Similar concepts animate the Delhi Queer Heritage Walk, a collective that has been organising guided walks since 2018. These will not be simply excursions — they’re workouts in reclaiming cities. From the intimate relationships in Mughal courts to the authorized erasure beneath British rule, these walks floor what has been forgotten or intentionally hid. They are small, public acts of resistance.

Running with goal

And in Bengaluru, resistance appears to be like like lacing up your footwear. Founded in 2021, Bangalore Front Runners (BFR) is India’s first chapter of the worldwide Front Runners community, a queer operating collective lively in cities all over the world. What began with a dozen runners has grown right into a Sunday morning ritual.

Members of Bangalore Front Runners 

Members of Bangalore Front Runners 
| Photo Credit:
Special Arrangement

Every Sunday, over 50 queer and allied runners meet at Cubbon Park. Seasoned runners full 10–12K routes; newcomers be a part of a 5K initiative.

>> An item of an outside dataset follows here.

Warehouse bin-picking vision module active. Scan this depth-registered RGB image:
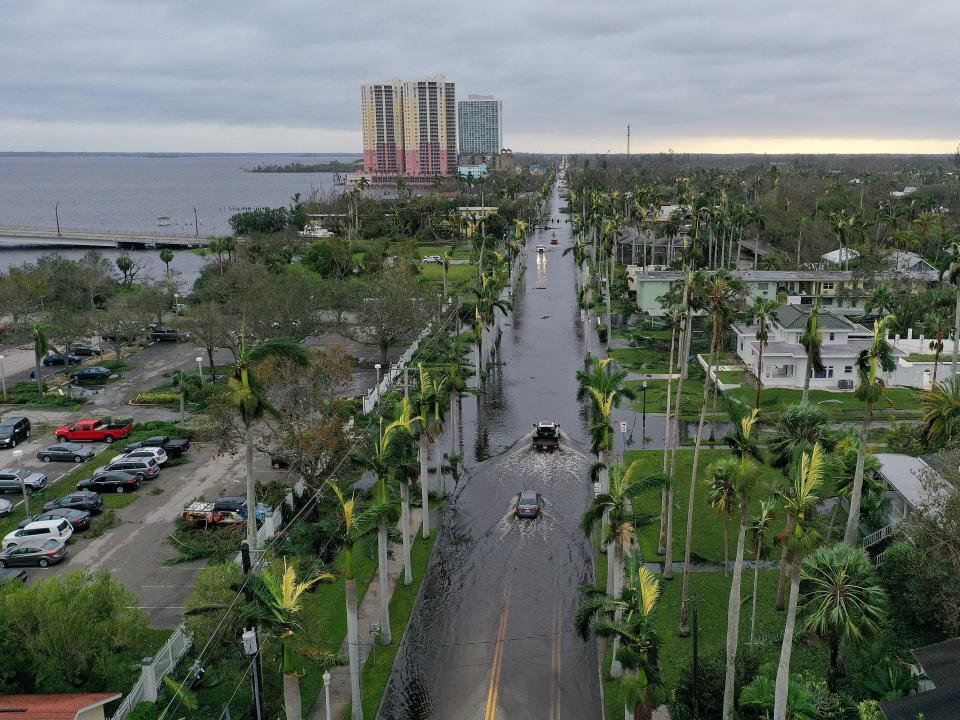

Post-run breakfasts are simply as integral — half cool-down, half group care. “We wanted something that went beyond the clubbing scene,” says founder Gourav Tarafdar. “There was a real need for accessible, open queer sports spaces.”

These initiatives will not be simply pinned to a season. What they provide is a future the place queer life is much less about marking presence on a calendar, and extra about cultivating belonging in on a regular basis time.